Tuesday, October 07, 2008

"Meu Brasil português", João Pereira Coutinho

Coluna de hoje, 07/10/2008

Meu Brasil português

Estou a escrever novela sobre os brasileiros em solo luso; intitula-se "Felipão é nosso irmão"

MINHA VONTADE ERA MATAR Miguel Falabella. Não, não houve plágio. Apenas uma coincidência cósmica que me arruinou um projeto televisivo. Leio na imprensa portuguesa que Falabella escreveu telenovela para a Globo onde existe família de portugas. "Negócio da China", eis o título, e na novela existe Belarmino, português com bigode, dono de uma padaria, casado com Carminda, que grita o dia todo. A completar o quadro, existem os filhos Celeste e Tozé e ainda uma aldeã vinda do interior de Portugal, que veste preto da cabeça aos pés (e usa bigode).
Desconheço se Falabella, como gênio criativo que é, não incluiu outros clichês divertidos sobre os meus compatriotas.
Pessoalmente, sugiro a Falabella uma empregada doméstica, a alentejana Maria das Dores, uma fadista nas horas vagas que gosta de imitar Amália Rodrigues durante a faxina.
Gastronomicamente, o prato da família seria bacalhau: salada de bacalhau, purê de bacalhau e ainda sorvete de bacalhau. E um dos filhos do casal lusitano (por exemplo, Celeste) começa a preocupar a família no dia em que revela que Nossa Senhora de Fátima costuma aparecer-lhe aos pés da cama, pedindo-lhe que conserve a virgindade até o dia do casamento. Pormenor importante: mesmo Nossa Senhora de Fátima usa bigode, mas um bigode dourado, celestial, que irradia conforto e luz.
Tozé, o rapaz, tem um único sonho: estudar direito em Coimbra e ser "doutor", como seu herói Salazar.
Dizia que minha vontade era matar Miguel Falabella.
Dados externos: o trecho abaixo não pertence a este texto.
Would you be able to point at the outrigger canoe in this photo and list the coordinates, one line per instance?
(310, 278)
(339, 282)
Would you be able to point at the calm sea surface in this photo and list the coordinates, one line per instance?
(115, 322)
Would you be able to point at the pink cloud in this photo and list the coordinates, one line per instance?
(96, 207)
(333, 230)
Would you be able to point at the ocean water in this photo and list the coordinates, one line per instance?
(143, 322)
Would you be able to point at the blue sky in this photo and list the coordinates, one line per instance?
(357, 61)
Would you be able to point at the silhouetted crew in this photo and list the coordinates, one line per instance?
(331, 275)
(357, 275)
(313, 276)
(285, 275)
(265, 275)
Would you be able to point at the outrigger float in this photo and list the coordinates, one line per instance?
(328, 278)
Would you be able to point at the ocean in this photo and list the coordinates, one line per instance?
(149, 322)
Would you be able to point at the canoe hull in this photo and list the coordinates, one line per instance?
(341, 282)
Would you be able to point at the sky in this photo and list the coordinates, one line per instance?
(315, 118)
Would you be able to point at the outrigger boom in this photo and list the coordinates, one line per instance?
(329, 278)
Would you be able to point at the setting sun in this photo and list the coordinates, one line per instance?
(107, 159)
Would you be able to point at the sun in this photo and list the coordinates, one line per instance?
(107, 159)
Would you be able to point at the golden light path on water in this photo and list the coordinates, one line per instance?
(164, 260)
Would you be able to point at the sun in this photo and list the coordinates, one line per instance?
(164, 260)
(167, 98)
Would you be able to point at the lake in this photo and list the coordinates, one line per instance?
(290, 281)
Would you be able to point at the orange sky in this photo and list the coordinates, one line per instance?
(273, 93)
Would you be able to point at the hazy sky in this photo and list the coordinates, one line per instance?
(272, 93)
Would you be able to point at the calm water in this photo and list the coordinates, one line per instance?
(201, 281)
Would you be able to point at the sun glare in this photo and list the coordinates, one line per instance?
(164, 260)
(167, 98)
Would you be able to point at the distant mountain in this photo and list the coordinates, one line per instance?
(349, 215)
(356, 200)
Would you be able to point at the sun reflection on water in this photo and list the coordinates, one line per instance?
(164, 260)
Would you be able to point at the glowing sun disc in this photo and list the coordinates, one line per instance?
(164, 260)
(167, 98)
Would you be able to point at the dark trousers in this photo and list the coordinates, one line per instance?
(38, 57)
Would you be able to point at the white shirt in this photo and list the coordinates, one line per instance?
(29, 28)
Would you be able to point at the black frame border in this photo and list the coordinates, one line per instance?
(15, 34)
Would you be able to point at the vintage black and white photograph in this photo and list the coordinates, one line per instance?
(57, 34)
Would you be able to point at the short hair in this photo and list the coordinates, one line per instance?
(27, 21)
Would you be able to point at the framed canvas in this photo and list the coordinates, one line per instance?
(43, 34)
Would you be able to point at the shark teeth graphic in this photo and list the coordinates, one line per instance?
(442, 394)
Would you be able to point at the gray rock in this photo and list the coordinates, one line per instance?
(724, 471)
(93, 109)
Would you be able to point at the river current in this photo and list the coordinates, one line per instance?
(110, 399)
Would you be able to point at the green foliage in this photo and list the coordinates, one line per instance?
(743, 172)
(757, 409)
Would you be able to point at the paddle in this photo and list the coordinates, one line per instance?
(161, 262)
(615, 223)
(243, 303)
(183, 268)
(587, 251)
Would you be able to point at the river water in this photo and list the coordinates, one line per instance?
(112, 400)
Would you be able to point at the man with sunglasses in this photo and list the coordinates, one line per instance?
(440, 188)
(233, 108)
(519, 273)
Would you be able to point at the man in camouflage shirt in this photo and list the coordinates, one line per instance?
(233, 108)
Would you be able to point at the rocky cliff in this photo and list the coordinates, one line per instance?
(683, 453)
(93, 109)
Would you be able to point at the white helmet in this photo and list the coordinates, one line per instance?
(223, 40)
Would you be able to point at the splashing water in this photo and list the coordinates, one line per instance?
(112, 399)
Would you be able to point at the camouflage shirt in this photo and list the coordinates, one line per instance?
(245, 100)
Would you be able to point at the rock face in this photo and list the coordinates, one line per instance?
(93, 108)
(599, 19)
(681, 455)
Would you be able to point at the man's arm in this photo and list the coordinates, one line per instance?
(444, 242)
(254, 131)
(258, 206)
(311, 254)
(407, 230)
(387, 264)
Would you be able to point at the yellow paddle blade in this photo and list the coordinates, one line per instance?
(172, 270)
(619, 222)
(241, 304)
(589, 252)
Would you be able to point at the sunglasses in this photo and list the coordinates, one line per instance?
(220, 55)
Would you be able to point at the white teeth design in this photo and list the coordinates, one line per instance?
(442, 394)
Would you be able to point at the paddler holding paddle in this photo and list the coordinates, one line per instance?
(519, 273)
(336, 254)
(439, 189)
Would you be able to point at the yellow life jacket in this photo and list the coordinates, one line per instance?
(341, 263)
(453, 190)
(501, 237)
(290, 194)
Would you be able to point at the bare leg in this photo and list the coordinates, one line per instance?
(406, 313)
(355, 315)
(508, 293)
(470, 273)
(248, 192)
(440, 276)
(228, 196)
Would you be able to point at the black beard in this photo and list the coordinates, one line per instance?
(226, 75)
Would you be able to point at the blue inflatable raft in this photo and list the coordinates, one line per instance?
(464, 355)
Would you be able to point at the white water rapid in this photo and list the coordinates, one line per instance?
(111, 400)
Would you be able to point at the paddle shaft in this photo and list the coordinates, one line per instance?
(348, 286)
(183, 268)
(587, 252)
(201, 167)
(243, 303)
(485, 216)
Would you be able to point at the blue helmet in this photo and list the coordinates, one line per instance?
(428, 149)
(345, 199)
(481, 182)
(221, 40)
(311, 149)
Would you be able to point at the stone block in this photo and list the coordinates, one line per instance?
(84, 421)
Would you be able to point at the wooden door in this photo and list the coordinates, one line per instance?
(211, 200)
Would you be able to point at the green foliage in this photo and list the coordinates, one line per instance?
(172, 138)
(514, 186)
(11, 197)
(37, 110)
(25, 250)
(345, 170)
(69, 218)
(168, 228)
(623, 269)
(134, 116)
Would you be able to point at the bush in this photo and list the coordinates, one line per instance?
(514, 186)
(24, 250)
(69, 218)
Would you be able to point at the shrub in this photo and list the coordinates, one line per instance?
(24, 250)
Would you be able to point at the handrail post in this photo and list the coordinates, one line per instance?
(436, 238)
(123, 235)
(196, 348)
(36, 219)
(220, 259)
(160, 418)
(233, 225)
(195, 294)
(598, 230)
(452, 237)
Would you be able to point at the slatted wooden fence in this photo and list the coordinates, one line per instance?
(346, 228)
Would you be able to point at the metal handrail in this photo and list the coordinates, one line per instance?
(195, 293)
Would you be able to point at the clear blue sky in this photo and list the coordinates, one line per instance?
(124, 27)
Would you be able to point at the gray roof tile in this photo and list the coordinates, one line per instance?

A razão é simples e urgente: inspirado pelas observações hilárias e autoflagelantes do meu amigo Bruno Garschagen, um jornalista brasileiro que vive em Lisboa, também eu estou a escrever novela sobre os brasileiros em solo luso. Intitula-se "Felipão é nosso irmão" e pretende ser um retrato fiel dos brazucas, seus hábitos e suas vivências, em Portugal. A história tem como figuras centrais Ladislau e Rosicleide, jovem casal que cruzou o Atlântico em busca de vida melhor. Mas é um erro pensar que Ladislau e Rosicleide deixaram o Brasil para trás em busca de novas experiências ou conhecimentos; na verdade, eles arrastaram o Brasil com eles e, mesmo em Lisboa, o casal acredita genuinamente que continua a viver nos subúrbios do Rio.
Ladislau gosta de vestir verde e amarelo todo o dia, como se fosse uma bandeira humana em perpétua declaração de amor ao Brasil. A excentricidade fez com que os vizinhos portugueses o batizassem com o apelido de "Bandeirinha"; outros, de "Carmen Miranda". Mas Ladislau não se importa e, todos os sábados, quando não trabalha na construção civil, ele acende uma vela por Nossa Senhora do Caravaggio, outra por Luiz Felipe Scolari e depois decide acordar o bairro inteiro com os grandes temas da música sertaneja.
Quando a polícia aparece em cena, pedindo respeito pelos vizinhos, Ladislau insulta a intolerância dos portugueses e a forma como Portugal trata os "irmãos" brasileiros. "É só preconceito!", grita Ladislau, que considera seu direito bombardear seus vizinhos com potência sonora digna de Chernobyl.
A fúria de Ladislau só é aplacada quando Rosicleide prepara dez quilos de feijão para o almoço: salada de feijão, purê de feijão e ainda sorvete de feijão. Ladislau come tudo e, no final, levanta-se, coloca a mão sobre o peito e canta: "Deitado eternamente em berço esplêndido/ Ao som do mar e à luz do céu profundo...". Adormece de seguida, roncando a tarde inteira. Os anos passam. Ladislau e Rosicleide vão perdendo as ilusões. Portugal é país caro; o regresso ao Brasil é uma impossibilidade econômica; e com o nascimento de duas crianças (Zézé e Ayrton, ambos de pais diferentes), Ladislau tem idéia luminosa: importar a família brasileira para Portugal. Dito e feito. A novela termina com os familiares de Ladislau e Rosicleide dormindo nas gavetas da sala e Ladislau, de calção e chinelo, fazendo churrasco na rua ao som de pagode. Os vizinhos portugueses já não protestam; fugiram do bairro nos últimos anos.
E agora? Como defender a originalidade do meu projeto? Eu só vejo uma solução: cruzar a minha história com a história de Falabella. Por cada cena de portugueses no Rio, eu daria a imagem inspiradora dos brasileiros em Lisboa. E, quem sabe, talvez fosse possível casar a Celeste de Falabella com o meu Ayrton, desde que Ayrton não abusasse no feijão.

2 Comments:

  • muito bom este JP Coutinho, obrigado por colocar aqui o artigo!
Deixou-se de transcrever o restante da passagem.